Çoğumuz uykuda vücudumuzun ve beynimizin dinlendiğini, tazelendiğini düşünür. Uykusuz bir gecenin sonunda vücudumuzda kırıklıklar, başımızda ağrılar ortaya çıkabilir, "kafamızı toplayıp" doğru düşünmekte zorlanırız. Çok az uyuyabilen, uykusu kalitesiz olan insanların genellikle gün içinde sinirli, huzursuz, keyifsiz oldukları, çabuk yoruldukları, dalgın ve unutkan oldukları, kolay hastalanıp geç ve güç iyileştikleri görülür.
İnsanlar Neden Uykusuzluğa Duyarlıdır?
Bu sorunun kabul edilebilir cevabı, ancak son zamanlarda uykunun olmazsa olmaz biyolojik işlevleri hakkında bildiklerimizin değişmesiyle mümkün olmuştur.
Uyku, beyin için bir “dinlenme süresi” değildir. Tersine, beyin metabolizması ölçümleri, beynin uykuda zaman zaman uyanıkken olduğu kadar, hatta daha fazla çalıştığına işaret etmektedir.
Özellikle rüyaların en sık görüldüğü REM uykusu (İnglizce rapid eye movements teriminin uluslararası kabul görmüş kısaltması) sırasında vücut neredeyse tamamen felç olmuş gibi hareketsizken beynimiz, özellikle beyin kabuğu olan korteks, yoğun bir çalışma içine girmektedir.

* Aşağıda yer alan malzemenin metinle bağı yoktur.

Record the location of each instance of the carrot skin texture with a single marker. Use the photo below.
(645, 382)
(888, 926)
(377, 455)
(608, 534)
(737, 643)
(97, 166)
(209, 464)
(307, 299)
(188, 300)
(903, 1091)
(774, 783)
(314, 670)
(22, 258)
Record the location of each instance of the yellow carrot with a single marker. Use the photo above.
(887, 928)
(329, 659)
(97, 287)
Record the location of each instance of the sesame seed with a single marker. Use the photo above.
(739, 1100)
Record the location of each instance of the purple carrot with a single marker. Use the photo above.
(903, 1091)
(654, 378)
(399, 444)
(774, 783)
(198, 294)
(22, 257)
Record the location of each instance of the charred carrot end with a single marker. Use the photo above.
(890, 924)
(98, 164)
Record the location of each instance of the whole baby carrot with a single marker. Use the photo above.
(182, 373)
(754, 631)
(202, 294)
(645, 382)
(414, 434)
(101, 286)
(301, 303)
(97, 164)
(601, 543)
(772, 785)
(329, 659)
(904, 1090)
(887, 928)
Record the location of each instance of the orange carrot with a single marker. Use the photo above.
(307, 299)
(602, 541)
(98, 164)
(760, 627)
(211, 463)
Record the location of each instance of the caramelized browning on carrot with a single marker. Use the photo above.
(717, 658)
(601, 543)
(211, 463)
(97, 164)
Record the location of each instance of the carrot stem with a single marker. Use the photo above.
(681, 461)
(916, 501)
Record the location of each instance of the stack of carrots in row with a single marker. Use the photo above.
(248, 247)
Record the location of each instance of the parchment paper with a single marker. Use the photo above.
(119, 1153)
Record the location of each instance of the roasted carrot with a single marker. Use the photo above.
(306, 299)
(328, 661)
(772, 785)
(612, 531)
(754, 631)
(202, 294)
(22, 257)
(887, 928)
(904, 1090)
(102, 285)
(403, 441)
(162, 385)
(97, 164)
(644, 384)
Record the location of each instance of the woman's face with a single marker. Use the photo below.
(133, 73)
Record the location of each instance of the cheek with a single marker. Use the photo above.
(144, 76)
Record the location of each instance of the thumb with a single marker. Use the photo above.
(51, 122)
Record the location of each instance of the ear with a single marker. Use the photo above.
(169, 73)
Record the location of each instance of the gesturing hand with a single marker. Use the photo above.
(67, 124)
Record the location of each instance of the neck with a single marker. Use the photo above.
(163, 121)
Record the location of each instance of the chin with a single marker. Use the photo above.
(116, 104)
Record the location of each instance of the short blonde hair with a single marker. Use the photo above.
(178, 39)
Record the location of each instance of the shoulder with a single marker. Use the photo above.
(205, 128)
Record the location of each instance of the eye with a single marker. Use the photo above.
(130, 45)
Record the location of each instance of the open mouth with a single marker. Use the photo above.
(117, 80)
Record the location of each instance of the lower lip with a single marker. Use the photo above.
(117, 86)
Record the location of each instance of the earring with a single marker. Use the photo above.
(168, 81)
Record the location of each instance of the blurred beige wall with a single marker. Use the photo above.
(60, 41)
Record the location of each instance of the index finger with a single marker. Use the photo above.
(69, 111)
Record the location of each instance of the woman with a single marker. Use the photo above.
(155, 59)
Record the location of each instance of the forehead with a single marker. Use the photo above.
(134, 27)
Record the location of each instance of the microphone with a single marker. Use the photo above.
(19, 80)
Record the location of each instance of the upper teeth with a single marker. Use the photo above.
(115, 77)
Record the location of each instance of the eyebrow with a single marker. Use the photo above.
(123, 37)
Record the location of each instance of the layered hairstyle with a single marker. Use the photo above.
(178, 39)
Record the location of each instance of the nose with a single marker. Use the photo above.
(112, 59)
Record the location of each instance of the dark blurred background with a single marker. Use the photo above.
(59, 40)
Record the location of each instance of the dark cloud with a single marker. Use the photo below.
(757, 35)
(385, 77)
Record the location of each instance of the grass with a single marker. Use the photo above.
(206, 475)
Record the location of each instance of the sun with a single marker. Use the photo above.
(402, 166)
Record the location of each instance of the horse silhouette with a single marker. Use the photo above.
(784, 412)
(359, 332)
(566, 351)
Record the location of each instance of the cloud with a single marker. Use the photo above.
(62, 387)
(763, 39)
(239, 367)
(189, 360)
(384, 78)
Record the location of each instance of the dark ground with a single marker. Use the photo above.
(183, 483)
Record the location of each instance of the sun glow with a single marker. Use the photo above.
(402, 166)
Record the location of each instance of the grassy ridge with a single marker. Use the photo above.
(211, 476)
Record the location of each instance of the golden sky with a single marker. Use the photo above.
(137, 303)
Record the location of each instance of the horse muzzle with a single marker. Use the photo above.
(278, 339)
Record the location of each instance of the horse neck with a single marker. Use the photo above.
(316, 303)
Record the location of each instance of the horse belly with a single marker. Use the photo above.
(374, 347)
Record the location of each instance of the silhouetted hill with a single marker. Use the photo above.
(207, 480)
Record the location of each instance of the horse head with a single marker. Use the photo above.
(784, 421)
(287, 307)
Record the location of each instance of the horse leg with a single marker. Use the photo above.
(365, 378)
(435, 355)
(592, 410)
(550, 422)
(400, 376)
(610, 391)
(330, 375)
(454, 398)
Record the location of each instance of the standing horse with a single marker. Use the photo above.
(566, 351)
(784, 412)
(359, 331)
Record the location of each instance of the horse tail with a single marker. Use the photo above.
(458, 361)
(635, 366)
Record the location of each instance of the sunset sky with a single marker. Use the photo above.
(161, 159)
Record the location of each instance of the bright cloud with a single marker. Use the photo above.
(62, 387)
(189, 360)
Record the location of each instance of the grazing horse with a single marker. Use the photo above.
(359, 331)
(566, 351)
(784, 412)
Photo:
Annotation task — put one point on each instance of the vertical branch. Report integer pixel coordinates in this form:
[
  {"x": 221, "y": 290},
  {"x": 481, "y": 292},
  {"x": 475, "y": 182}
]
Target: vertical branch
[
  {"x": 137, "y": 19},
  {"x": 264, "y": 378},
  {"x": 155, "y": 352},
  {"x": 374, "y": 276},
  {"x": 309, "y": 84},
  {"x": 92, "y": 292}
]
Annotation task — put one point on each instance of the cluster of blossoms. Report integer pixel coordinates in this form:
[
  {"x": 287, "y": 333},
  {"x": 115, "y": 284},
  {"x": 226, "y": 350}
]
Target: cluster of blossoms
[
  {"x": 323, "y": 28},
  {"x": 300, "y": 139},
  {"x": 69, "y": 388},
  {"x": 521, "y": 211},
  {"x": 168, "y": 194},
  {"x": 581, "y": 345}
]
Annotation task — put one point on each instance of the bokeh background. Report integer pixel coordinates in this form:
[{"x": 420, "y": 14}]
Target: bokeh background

Bu süreç içinde uyanıkken beynimize dışardan ve vücudumuzdan giren tüm bilgiler yeniden işlenmekte, sınıflandırılmakta, eski bilgilerle ilintilendirilmekte, görece önemlerine bağlı olarak belleğe taşınmaktadır.
Rüyalar, bu bilgilerin yeniden işlenmesi, pekiştirilmesi sırasında oluşan “video klipleri” gibidir. Yeni bilgiler edindikten sonra iyi bir uyku uyuyanların, az ve kötü uyuyanlara göre daha daha çok şey hatırladıkları uzun zamandır bilinen birşeydir.

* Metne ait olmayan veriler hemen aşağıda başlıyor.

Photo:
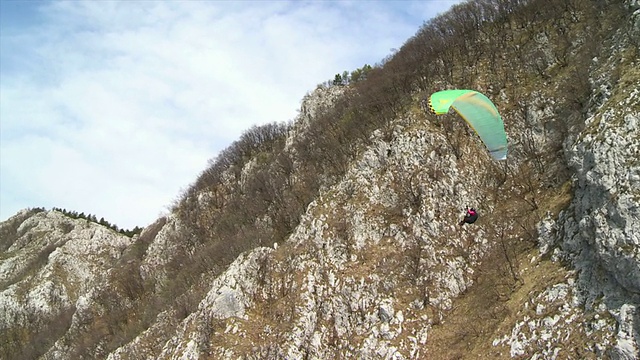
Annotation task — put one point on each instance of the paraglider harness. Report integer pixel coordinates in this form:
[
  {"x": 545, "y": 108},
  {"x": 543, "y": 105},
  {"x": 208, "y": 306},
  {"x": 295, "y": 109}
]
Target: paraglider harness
[{"x": 470, "y": 217}]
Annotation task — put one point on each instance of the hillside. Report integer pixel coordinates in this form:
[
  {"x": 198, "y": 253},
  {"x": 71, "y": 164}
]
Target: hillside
[{"x": 336, "y": 236}]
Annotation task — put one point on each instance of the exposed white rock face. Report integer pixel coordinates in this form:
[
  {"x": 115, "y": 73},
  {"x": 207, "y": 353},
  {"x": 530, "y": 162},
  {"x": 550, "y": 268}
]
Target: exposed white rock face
[
  {"x": 376, "y": 264},
  {"x": 55, "y": 264},
  {"x": 600, "y": 235}
]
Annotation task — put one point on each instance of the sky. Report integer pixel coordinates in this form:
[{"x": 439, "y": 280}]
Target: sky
[{"x": 114, "y": 108}]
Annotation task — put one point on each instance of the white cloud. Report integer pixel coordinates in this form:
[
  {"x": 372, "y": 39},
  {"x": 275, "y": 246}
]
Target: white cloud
[{"x": 113, "y": 107}]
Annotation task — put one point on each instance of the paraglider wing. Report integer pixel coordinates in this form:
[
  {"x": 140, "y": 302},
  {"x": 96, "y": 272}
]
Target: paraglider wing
[{"x": 479, "y": 112}]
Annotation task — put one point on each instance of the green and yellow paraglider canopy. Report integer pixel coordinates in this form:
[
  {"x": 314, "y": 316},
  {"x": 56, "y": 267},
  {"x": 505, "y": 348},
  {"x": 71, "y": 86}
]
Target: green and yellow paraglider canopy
[{"x": 479, "y": 112}]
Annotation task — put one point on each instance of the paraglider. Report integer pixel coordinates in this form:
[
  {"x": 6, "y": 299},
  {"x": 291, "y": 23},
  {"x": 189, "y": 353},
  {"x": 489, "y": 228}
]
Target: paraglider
[{"x": 479, "y": 112}]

Son zamanlarda bilim insanları, uykunun, özellikle REM uykusunun sadece öğrenmeyi pekiştirdiğini değil, ayrıca uykuda problemlerin çözümü için çalışmaya devam ettiklerini de göstermiştir.
Özellikle hayvan deneylerinde uykunun bellek pekiştirme konusundaki önemi uzun süredir bilimektedir. Son günlerde yayınlanan bir araştırma sonuçları, bu konunun insanlar için de ne kadar önemli olduğunu dramtik bir biçimde göstermiştir.

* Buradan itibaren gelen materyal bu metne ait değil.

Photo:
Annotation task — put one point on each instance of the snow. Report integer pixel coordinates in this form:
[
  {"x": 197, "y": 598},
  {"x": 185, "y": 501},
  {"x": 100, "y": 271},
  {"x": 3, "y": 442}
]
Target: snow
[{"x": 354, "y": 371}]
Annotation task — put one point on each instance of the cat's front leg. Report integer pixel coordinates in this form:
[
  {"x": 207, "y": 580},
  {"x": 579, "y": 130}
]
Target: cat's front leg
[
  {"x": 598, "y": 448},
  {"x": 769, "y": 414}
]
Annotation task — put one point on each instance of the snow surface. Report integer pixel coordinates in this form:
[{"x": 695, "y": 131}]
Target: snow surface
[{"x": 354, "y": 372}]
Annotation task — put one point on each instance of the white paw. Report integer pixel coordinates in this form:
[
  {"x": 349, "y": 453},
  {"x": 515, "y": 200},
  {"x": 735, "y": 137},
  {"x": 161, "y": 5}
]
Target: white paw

ABD de, Boston şehrindeki bir araştırma merkezinde bir saat süreyle karmaşık bilmeceleri çözmeleri istenen 99 denek iki gruba ayrılmış: İlk gruptakiler testten sonra 90 dakika uyumuşlar, diğer bir gurup dinlenmiş ama uyumamış.
Bu süre içinde deneklere belli aralarla ne düşündükleri veya ne rüya gördükleri sorulmuş. Sonra deneklerden aynı bilmeceyi çözmeye devam etmeleri istenmiş. Uyumayanların başarıları değişmemiş veya azalmış. Uyuyanların bilmecelerle ilgili rüya görmeyenlerinde başarı düzeyi aynı kalmış veya çok az artmış. Bilmecelerle ilgili rüya gören 4 denekte ise problem çözme süresi yarıya inmiş, ve başarı puanları on kat (!) artmış.
Daha da şaşırtıcı olan, bu dört deneğin şekerleme uykusundan önceki puanlarının oldukca düşük olması. Bu bulgu, araştırmacılar tarafından beynin REM (rüya) uykusu sırasında sadece yeni gelen bilgileri sınıflandırıp depolamadığını, bunun ötesinde problemleri çözmek için çaba harcamaya devam ettiğini şeklinde yorumlanmış.
Öyle anlaşılıyor ki, beynimiz hem problem çözmek için, hem de bilgilerimizi “akılcı, mantıklı” biçimde ilintilendirebilmemiz için, yani aklı başında çalışabilmek için, kaliteli ve yeterli uyumaya muhtaç. Az ve kalitesiz uyuyanların daha sonra hem fiziksel hem psikolojik olarak sıkıntılar çekmeleri herhalde beynin kendisini gerekli olduğu kadar “toparlayamamasından” olsa gerek. Hele uykusuzluk uzun sürer huy haline gelirse tüm yaşam kalitemizi olumsuz etkileyebilir. Sağlıklı uyku, huzurlu bir yaşamın olmazsa olmazlarındandır.